Craig Brittain, the 28-year-old operator of the revenge porn website Is Anybody Down, may have obtained some of the site’s photos by catfishing women on Craigslist. According to an investigation by CBS Denver. Mr. Brittain reportedly pretended to be a woman on Craigslist’s W4W section where he solicited nude photos from unsuspecting women.
CBS Denver quotes a woman who communicated with someone named “Jess Davis” on Craigslist in August 2010. Ms. Davis sent compromising photos to the woman, and then requested some back, along with the woman’s name, birthday and phone number. The woman sent the information back along with a handful of photos, and never heard from Ms. Davis again. Five days later, the photos showed up on Is Anybody Down.

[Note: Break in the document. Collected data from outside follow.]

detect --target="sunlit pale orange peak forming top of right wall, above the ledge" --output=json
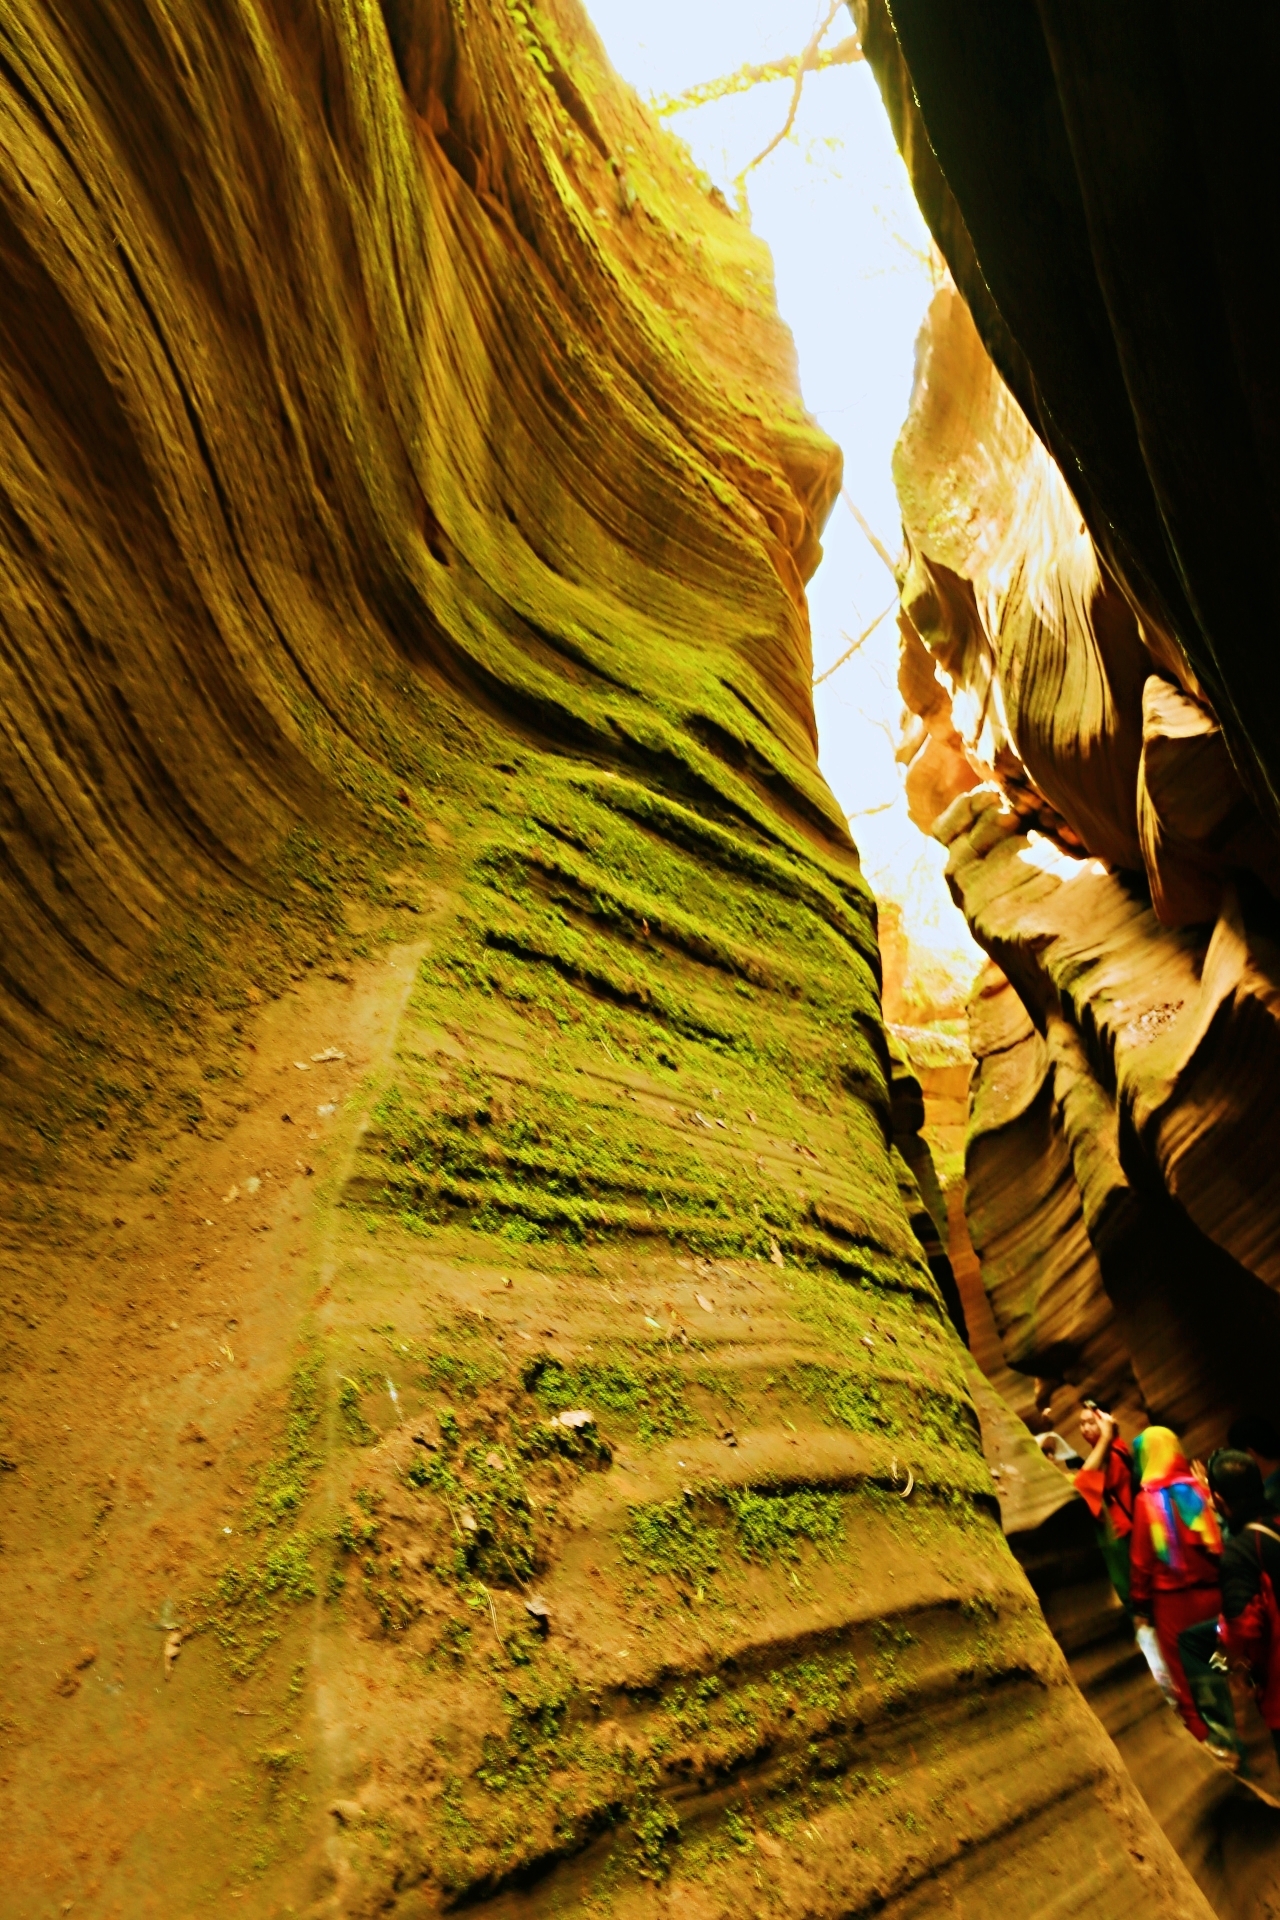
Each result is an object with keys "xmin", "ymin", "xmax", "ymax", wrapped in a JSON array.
[{"xmin": 894, "ymin": 288, "xmax": 1150, "ymax": 866}]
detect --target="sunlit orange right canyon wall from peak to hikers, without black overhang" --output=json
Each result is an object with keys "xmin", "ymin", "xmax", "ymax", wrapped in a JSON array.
[{"xmin": 896, "ymin": 290, "xmax": 1280, "ymax": 1419}]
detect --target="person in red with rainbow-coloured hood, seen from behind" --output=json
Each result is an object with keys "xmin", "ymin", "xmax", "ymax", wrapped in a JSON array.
[{"xmin": 1128, "ymin": 1427, "xmax": 1222, "ymax": 1741}]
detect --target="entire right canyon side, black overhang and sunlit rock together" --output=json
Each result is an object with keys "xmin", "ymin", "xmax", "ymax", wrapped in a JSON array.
[{"xmin": 854, "ymin": 18, "xmax": 1280, "ymax": 1916}]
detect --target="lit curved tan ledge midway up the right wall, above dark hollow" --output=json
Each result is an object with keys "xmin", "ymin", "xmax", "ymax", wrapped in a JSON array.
[{"xmin": 936, "ymin": 793, "xmax": 1280, "ymax": 1344}]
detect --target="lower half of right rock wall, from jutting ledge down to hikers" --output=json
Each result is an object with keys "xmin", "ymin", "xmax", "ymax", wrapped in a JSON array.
[{"xmin": 936, "ymin": 793, "xmax": 1280, "ymax": 1446}]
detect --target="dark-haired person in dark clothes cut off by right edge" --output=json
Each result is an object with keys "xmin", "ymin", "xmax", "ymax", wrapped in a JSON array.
[{"xmin": 1209, "ymin": 1428, "xmax": 1280, "ymax": 1759}]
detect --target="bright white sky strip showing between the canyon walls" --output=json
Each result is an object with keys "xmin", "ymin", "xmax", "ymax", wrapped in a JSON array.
[{"xmin": 585, "ymin": 0, "xmax": 977, "ymax": 970}]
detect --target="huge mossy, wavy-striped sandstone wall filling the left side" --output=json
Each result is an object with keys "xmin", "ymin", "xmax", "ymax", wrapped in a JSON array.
[{"xmin": 0, "ymin": 0, "xmax": 1205, "ymax": 1920}]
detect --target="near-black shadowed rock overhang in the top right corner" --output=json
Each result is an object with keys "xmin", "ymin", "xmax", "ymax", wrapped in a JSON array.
[{"xmin": 854, "ymin": 0, "xmax": 1280, "ymax": 826}]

CBS Denver hired a computer security expert named Dr. Nicholas Weaver from the International Computer Science Institute in Berkeley who determined that the email from Jess Davis was sent from the same IP address that Mr. Brittain was using at the time. “Thus the natural conclusion is that it is almost certain that Craig Brittain composed the ‘Jess Davis’ emails and therefore was actively soliciting for content… by tricking victims into providing compromising photographs for his site,” Dr. Weaver told CBS.

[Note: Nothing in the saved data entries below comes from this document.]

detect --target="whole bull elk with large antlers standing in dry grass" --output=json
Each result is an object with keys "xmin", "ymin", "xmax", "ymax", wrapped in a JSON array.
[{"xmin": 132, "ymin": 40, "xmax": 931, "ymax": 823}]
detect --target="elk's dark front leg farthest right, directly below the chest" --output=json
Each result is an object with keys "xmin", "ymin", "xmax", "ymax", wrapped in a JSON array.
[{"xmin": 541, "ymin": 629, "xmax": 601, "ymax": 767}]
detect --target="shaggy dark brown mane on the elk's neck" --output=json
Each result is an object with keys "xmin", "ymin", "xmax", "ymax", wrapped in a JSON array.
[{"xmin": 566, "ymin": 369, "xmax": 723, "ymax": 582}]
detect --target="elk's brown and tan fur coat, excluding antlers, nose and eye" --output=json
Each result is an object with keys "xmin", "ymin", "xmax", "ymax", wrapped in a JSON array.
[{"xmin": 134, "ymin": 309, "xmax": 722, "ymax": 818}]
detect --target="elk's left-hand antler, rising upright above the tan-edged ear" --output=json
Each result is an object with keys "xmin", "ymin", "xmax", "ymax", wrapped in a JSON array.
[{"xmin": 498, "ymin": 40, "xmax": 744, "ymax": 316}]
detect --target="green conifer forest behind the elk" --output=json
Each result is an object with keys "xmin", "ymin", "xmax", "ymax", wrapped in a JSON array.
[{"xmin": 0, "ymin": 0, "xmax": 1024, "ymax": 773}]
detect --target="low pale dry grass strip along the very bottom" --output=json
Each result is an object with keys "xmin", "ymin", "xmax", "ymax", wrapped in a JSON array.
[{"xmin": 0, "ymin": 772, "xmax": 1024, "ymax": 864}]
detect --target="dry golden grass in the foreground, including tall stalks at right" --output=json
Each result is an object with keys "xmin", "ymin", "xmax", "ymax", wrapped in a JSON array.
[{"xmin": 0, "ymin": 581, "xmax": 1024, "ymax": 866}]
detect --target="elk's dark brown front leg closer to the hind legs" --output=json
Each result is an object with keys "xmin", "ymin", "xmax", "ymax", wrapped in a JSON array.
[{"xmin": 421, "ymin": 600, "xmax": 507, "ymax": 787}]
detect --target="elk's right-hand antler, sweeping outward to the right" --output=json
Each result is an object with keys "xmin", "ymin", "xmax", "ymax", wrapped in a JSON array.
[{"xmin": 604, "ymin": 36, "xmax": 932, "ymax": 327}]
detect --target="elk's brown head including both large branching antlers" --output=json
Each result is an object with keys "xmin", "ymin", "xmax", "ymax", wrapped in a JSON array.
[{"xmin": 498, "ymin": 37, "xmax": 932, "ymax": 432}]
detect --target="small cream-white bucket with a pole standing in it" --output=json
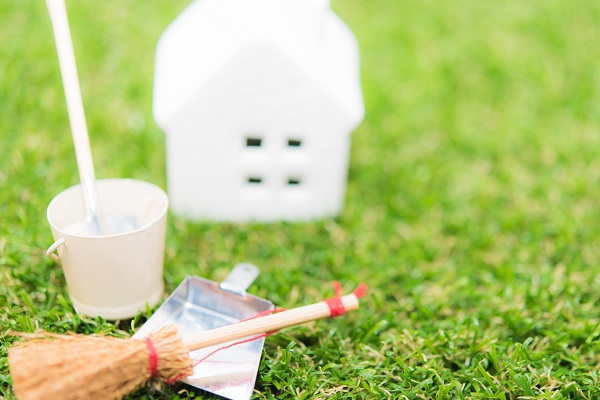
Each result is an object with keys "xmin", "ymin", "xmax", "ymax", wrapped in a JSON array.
[{"xmin": 47, "ymin": 179, "xmax": 169, "ymax": 320}]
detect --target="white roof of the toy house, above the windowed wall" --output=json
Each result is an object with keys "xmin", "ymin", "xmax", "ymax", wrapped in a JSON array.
[{"xmin": 154, "ymin": 0, "xmax": 364, "ymax": 130}]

Furthermore, a reverse image source reportedly revealed that the photos used to represent “Jess Davis” were actually taken from the Is Anybody Down archives.

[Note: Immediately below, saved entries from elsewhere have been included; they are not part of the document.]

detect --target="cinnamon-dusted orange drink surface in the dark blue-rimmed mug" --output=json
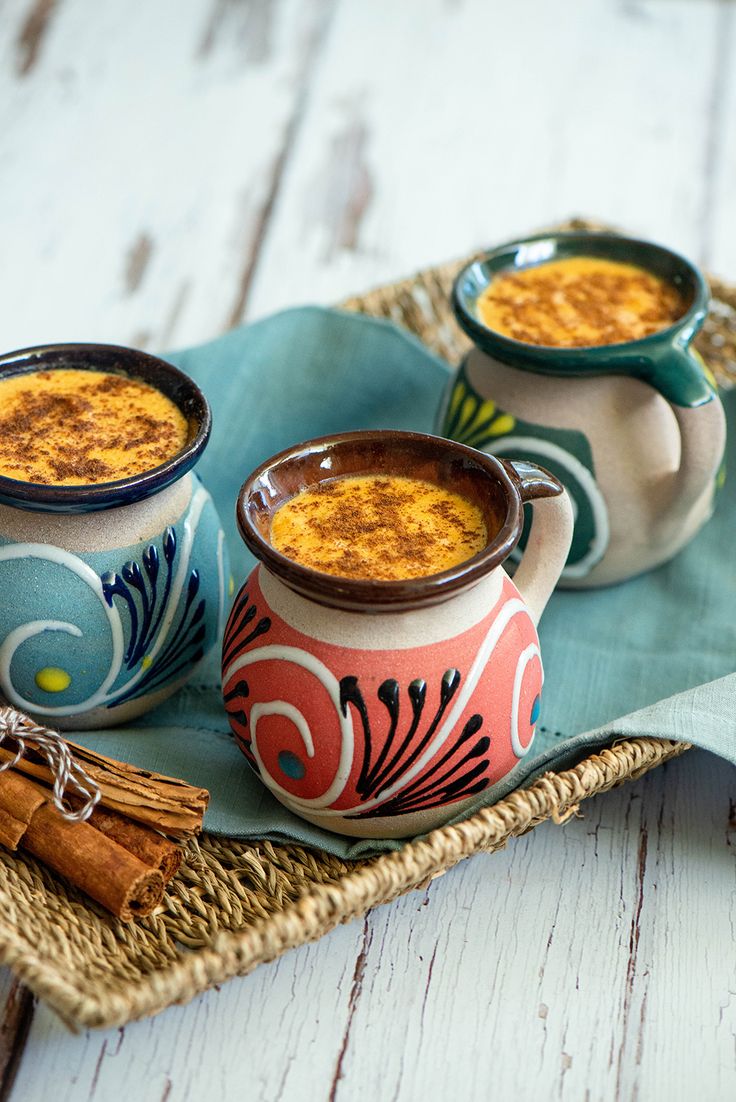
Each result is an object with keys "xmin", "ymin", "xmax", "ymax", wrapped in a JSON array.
[{"xmin": 0, "ymin": 368, "xmax": 188, "ymax": 486}]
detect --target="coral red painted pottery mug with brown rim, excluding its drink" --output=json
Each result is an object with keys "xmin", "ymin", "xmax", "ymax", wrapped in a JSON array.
[{"xmin": 223, "ymin": 431, "xmax": 572, "ymax": 838}]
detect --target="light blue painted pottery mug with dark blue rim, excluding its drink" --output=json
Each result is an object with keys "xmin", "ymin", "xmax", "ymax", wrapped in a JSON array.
[{"xmin": 0, "ymin": 345, "xmax": 229, "ymax": 728}]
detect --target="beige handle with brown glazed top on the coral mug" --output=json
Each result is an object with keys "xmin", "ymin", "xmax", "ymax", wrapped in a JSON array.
[{"xmin": 500, "ymin": 460, "xmax": 573, "ymax": 626}]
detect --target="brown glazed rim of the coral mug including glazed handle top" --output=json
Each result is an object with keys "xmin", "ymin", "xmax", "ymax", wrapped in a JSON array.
[{"xmin": 236, "ymin": 430, "xmax": 562, "ymax": 613}]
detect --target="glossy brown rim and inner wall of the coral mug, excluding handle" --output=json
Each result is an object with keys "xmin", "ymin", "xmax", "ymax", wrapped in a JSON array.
[{"xmin": 237, "ymin": 430, "xmax": 522, "ymax": 613}]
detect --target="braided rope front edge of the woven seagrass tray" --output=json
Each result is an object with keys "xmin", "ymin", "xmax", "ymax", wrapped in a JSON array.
[{"xmin": 0, "ymin": 738, "xmax": 690, "ymax": 1029}]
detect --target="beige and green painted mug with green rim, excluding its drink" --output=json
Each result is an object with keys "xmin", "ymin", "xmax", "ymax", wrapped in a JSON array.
[{"xmin": 439, "ymin": 234, "xmax": 725, "ymax": 587}]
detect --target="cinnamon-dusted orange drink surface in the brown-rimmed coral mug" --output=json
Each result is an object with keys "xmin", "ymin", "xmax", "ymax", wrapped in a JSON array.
[{"xmin": 271, "ymin": 475, "xmax": 488, "ymax": 581}]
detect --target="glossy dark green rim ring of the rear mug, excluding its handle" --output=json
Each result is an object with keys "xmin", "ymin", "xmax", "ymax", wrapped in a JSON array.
[{"xmin": 453, "ymin": 233, "xmax": 708, "ymax": 366}]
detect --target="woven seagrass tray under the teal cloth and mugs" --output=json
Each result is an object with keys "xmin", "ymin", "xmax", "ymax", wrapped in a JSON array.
[{"xmin": 0, "ymin": 222, "xmax": 736, "ymax": 1029}]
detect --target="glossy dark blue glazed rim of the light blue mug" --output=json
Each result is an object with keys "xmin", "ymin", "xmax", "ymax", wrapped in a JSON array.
[{"xmin": 0, "ymin": 344, "xmax": 212, "ymax": 512}]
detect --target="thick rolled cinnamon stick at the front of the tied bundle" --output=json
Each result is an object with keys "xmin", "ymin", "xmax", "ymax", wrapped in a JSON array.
[{"xmin": 0, "ymin": 771, "xmax": 164, "ymax": 921}]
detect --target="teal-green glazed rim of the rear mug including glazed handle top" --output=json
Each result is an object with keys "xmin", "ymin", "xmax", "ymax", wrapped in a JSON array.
[{"xmin": 452, "ymin": 233, "xmax": 715, "ymax": 408}]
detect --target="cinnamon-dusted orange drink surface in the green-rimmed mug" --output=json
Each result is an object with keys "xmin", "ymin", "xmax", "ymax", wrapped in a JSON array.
[{"xmin": 478, "ymin": 257, "xmax": 685, "ymax": 348}]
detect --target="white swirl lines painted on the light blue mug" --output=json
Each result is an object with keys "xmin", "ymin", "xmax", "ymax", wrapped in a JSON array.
[{"xmin": 0, "ymin": 486, "xmax": 218, "ymax": 717}]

Revenge porn proprietors often say they are protected by section 230 of the Communications Decency Act, which shields website owners from being responsible for the content submitted to them by users. However, if Mr. Brittain was actively working to find content to put up on the site, he may no longer be protected by section 230, making it much easier to bring a federal case against him.
“ If they find that site operators are contributing to the content then there’s some chink in the armor, or if they make promises they’ll take something off and don’t, it’s not covered [by section 230],” University of Maryland law professor and cyberstalking expert Danielle Citron told Betabeat. “If his conduct is contributing and creating conduct that’s criminal, that could be the chink in the armor of section 230.”
In recent months, victims have filed lawsuits against revenge porn proprietors with increasing frequency. In addition to the class action suit filed by several victims in Texas against Texxxan.com, a criminal case was launched recently against the site. The Orange County Sherriff’s Department is working alongside the FBI after three underage women came forward saying that they had found their explicit photos on Texxxan.com.
In the midst of CBS Denver’s investigation, Mr. Brittain left comments on Betabeat expressing his disstate over a photo of him that we used to illustrate a post. We reached out to Mr. Brittain via email, but he did not respond. He did, however, address the report on Twitter last night.
“CBS4 story is another Nicholas Weaver/Marco Randazza fabrication. No truth to it at all. These women are told to lie by their attorneys,” Mr. Brittain tweeted.